Virginia advances these arguments on this phase of the case: Carolina bound itself to carry liability insurance to protect Queen from liability arising "as a result of the operation" of Carolina's buses over Queen's franchise route pursuant to the contract. The Carolina bus was on a trip over Queen's franchise route for which Carolina was responsible under the contract at the time of its disablement. Since the Queen bus was going to the relief of the disabled Carolina bus at the time of the collision with the Perkins car, the resultant liability of Queen for the injuries to the occupants of the Perkins car arose "as a result of the operation" of Carolina's bus over Queen's franchise route pursuant to the contract. Hence, Carolina obligated itself by the contract to furnish Queen liability insurance protection against the loss occasioned by the collision of the Queen bus with the Perkins car.

The arguments of Virginia on this aspect of the controversy resemble "the playbill which is said to have announced the tragedy of Hamlet, the character of the Prince of Denmark being left out." They ignore the crucial stipulation of paragraph 12 of the contract of May 29, 1947, that the liability insurance to be carried by the lessor was to be on buses of lessor.

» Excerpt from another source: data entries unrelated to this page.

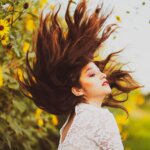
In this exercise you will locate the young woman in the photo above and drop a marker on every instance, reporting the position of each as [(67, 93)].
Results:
[(67, 79)]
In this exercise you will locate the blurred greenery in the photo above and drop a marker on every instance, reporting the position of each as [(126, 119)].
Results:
[(22, 124)]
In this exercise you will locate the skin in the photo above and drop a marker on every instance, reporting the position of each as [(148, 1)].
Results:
[(92, 90), (91, 82)]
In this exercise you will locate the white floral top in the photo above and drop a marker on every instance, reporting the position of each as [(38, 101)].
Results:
[(93, 128)]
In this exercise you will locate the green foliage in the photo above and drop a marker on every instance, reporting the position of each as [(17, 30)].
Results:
[(22, 125)]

When all is said, the contract of May 29, 1947, imposed these obligations, and these obligations only, on Carolina and Queen in respect to insurance: (1) It obligated Carolina to insure both itself and Queen against legal liability for losses caused by the operation of Carolina's buses on Queen's franchise route; and (2) it obligated Queen to insure both itself and Carolina against legal liability for losses caused by the operation of Queen's buses on Carolina's franchise route. This being so, the trial judge rightly ruled that Carolina did not contract to provide Queen with liability insurance protection against the loss arising out of the collision of the Queen bus and the Perkins car.

Our interpretation of the contract of May 29, 1947, is identical with that which the parties put upon it in issuing and accepting the endorsements and certificates. Smith v. Thompson, 210 N.C. 672, 188 S.E. 395; Williston on Contracts (Rev.Ed.), section 623. Virginia emphasized the validity of the interpretation by inserting in the endorsement to its policy the third stipulation declaring in express terms "that coverage is not provided to the Carolina Coach Company while its equipment is operating under rights or franchises granted to or held by Queen City Bus Company."

For the reasons given, the judgment is affirmed.